Although I generally want to be supportive of features that users (other than myself!) have expressed an interest in, I think there is a fairly compelling reason for us not to implement this: I doing so might make it too straightforward for some users to knowingly or unintentionally infringe on the copyright terms of people who post eligible recipe imagery to recipe websites -- particularly for photography.

For example: if we were to implement this feature, then a junior developer experimenting with this library might conceivably quickly develop a software application that would present full-size images from multiple recipe websites without the copyright holders' permission(s).

Copyright law does include fair use exceptions, or similar ideas in other jurisdictions, and it is certainly possible in individual cases that small-scale infringements like the hypothetical example above could result in mutually-agreeable conflict resolution.

Even so: as a maintainer of this library, I don't want to introduce unnecessary risk for individuals who use the libraries in their own software -- because I don't think that receiving copyright infringement notifications would be a pleasant experience for them -- and I also don't want to attact risk to this library's continued development.

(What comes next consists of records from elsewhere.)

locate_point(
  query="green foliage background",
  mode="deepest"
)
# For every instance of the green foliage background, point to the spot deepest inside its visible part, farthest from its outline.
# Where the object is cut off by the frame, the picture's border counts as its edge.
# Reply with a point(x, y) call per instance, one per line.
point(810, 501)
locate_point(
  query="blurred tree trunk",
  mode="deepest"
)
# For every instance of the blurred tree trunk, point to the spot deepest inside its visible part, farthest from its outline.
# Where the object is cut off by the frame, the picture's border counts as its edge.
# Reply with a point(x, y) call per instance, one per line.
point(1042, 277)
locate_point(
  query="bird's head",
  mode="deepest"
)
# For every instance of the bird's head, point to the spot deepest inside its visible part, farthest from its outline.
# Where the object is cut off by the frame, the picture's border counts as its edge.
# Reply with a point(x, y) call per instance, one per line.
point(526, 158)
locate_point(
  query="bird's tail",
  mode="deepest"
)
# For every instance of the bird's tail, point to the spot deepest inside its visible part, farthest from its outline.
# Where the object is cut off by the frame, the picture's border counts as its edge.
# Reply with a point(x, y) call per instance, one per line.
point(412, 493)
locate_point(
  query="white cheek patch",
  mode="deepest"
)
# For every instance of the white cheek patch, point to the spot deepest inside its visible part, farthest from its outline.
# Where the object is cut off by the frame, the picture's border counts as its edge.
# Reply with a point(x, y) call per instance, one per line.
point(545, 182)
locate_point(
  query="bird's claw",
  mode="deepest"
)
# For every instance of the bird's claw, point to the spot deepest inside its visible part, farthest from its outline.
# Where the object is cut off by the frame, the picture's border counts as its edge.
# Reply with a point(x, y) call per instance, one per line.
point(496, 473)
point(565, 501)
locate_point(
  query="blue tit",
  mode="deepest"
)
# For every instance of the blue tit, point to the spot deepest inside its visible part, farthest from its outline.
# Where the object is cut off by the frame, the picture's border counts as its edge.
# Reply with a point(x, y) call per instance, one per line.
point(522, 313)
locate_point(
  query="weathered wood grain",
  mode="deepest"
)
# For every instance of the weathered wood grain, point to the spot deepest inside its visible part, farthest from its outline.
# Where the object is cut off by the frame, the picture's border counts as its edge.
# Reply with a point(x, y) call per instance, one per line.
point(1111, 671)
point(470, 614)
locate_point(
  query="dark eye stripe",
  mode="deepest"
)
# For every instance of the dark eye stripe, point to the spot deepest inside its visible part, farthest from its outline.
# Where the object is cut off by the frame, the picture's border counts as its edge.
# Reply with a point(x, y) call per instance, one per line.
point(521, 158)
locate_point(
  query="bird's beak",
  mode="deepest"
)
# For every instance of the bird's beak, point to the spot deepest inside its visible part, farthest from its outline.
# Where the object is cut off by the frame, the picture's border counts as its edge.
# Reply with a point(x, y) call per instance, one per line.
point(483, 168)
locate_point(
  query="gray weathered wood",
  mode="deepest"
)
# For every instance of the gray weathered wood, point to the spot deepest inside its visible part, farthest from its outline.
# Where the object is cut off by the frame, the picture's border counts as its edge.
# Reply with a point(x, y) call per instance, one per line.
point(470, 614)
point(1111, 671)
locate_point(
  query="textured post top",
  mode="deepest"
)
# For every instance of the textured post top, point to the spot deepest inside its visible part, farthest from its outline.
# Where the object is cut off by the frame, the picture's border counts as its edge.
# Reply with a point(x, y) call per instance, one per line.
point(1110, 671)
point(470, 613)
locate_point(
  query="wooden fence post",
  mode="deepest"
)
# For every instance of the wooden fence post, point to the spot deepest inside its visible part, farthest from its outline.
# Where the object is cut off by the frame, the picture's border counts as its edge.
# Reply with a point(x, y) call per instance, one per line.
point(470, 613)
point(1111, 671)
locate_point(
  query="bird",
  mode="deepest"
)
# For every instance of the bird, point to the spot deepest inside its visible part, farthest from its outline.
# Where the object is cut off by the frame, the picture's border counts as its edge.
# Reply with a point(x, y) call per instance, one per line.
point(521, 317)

I'd also mention that in the previously-referenced wikipedia article, some focus in terms of enforcement has apparently shifted towards software that could potentially enable copyright infringement, and I think it'd be reasonable for various jurisdictions to have that in mind before or during inspection of this library.

If it becomes clear that the situation has changed and that is is absolutely acceptable to re-use imagery -- even when shared as simple URLs in text format, rather than binary image data -- then this may be possible to revisit, but until then I would advise that we not implement this feature.